According to satellite imagery recorded between September 2106 and June 2017, North Korea has stepped up its production of weapons-grade plutonium at a faster rate than previously asserted by military experts.
Recorded over an eight-month period, the new surveillance data reveals increased thermal activity around the primary nuclear plant of the Democratic People's Republic of Korea (DPRK), the radiochemical laboratory at the Yongbyon nuclear facility — an indicator, according to an American university center's project exclusively concerned with Pyongyang, of increased nuclear weapon production.
"The Radiochemical Laboratory operated intermittently and there have apparently been at least two unreported reprocessing campaigns to produce an undetermined amount of plutonium that can further increase North Korea's nuclear weapons stockpile," according to a report by 38 North, cited by Deutsche Welle.
The site's observations include the likelihood of Yongbyon's increase in the manufacture of enriched uranium, another key ingredient used by the DPRK to make nuclear weapons.
The satellite data, according to 38 North, also indicated previously unknown processing cycles for the production of "an undetermined amount of plutonium" that could "further increase North Korea's nuclear weapons stockpile" at Pyongyang's Experimental Light Water Reactor, dw.com reported.
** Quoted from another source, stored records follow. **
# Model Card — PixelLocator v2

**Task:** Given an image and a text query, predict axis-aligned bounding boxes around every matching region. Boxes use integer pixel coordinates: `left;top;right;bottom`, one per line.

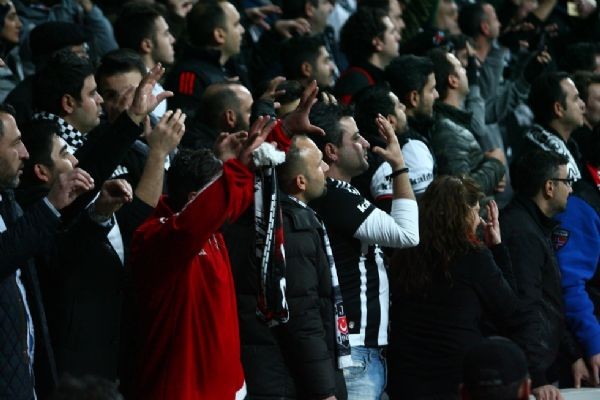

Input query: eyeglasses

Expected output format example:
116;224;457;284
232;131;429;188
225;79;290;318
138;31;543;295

550;178;575;187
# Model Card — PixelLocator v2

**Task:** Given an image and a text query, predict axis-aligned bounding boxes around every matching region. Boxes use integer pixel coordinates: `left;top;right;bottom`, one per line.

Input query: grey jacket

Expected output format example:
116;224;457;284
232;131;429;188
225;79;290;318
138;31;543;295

431;103;504;195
In response to ongoing indications of continued nuclear weapons development by Pyongyang, the administration of US President Donald Trump has sought new sanctions on Chinese banks that do business with the DPRK, according to anonymous sources.
China and Russia — permanent members alongside the US of the United Nations Security Council — have so far resisted efforts by Trump advisors to inculcate new stiffer sanctions against the DPRK.
Experts have previously noted that Pyongyang may possess as many as 20 nuclear bombs, and have displayed the capacity to produce one new bomb every month.